Desde lo recordado las diligencias llevadas a efecto, integran un acervo indiciario expuesto por la Juez a quo que justifica en modo bastante el dictado de la resolución que se recurre.

A mayor abundamiento, la Sala de Apelación , motu proprio , ha venido en conocimiento del posterior dictado de auto de 13.01.23 por la Juez a quo, acordando la apertura del juicio oral y se tiene por formulada la acusación contra el recurrente por presunto delito de maltrato en el ámbito familiar del art. 153.1 y 3 del Código Penal Lo anterior se significa por cuanto -sea dicho sin ánimo alguno de prejuzgar, y sí, y solo, de resolver el recurso interpuesto- es claro se compadece con un fortalecimiento del plano indiciario tenido en consideración en los autos objeto de recurso.

Por en base a lo expuesto, no es dable sino concluir la procedencia de la acordada continuación por los trámites del procedimiento abreviado, debiendo estarse a lo que se acordará.

SEXTO.- Las costas de esta alzada, vistos los arts. 240 LECr y concordantes, se declaran de oficio.

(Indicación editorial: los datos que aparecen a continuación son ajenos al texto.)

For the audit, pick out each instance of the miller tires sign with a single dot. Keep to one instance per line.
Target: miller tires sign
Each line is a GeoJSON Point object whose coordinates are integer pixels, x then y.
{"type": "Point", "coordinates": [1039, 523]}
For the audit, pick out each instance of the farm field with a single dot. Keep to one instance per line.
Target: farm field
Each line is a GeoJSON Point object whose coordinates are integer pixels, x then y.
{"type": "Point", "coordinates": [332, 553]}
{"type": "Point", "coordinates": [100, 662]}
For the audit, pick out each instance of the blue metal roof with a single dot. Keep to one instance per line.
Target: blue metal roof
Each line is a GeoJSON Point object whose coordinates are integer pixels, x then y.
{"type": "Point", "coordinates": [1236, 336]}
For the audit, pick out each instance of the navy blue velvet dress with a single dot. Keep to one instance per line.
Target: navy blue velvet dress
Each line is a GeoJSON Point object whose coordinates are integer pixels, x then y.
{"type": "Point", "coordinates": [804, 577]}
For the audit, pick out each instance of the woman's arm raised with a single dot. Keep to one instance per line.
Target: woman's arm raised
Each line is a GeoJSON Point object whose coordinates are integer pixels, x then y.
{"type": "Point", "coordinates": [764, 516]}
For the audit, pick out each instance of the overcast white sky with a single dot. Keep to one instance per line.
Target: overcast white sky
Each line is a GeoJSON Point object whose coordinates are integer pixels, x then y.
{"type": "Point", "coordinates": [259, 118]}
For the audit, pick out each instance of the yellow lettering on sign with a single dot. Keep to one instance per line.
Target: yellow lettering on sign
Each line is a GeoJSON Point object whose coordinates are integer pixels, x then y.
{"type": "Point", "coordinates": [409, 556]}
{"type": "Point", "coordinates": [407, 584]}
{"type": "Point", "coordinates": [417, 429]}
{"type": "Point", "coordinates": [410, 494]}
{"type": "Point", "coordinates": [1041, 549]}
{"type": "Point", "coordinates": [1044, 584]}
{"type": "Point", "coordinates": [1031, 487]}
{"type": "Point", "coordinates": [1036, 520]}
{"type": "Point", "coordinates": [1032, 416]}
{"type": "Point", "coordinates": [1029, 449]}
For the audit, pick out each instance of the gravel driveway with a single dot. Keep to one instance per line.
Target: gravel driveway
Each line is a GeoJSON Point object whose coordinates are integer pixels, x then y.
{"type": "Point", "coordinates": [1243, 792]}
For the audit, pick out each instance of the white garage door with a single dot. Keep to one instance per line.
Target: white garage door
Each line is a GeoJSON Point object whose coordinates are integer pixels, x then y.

Vistos los preceptos legales citados y demás de pertinente y general aplicación,

Fallo

La Sala Acuerda DESESTIMAR el subsidiario recurso de apelación interpuesto por abogado en nombre de Antonio contra auto de 25.01.23 de la Juez del Juzgado de Violencia sobre la Mujer 1 de Leganés (DP 236/2022), que desestima el previo recurso de reforma contra auto de 14.10.22 de la referida Juez, declarando de oficio las costas devengadas.

Remítase testimonio de este auto al Juzgado Instructor para su conocimiento y efectos pertinentes.

Notifíquese la presente resolución a las partes personadas, a las que se hará saber las indicaciones que contiene el artículo 248.4 de la Ley Orgánica del Poder Judicial. Asimismo llévense a efecto las anotaciones, inscripciones, comunicaciones y/o remisiones, en el modo y en los términos normativamente establecidos, a las personas y/o a/en los órganos correspondientes, con arreglo a la normativa vigente.

Contra el presente no cabe recurso.

Así por este nuestro auto lo acordamos, mandamos y firmamos.

La difusión del texto de esta resolución a partes no interesadas en el proceso en el que ha sido dictada sólo podrá llevarse a cabo previa disociación de los datos de carácter personal que los mismos contuvieran y con pleno respeto al derecho a la intimidad, a los derechos de las personas que requieran un especial deber de tutela o a la garantía del anonimato de las víctimas o perjudicados, cuando proceda.

Los datos personales incluidos en esta resolución no podrán ser cedidos, ni comunicados con fines contrarios a las leyes.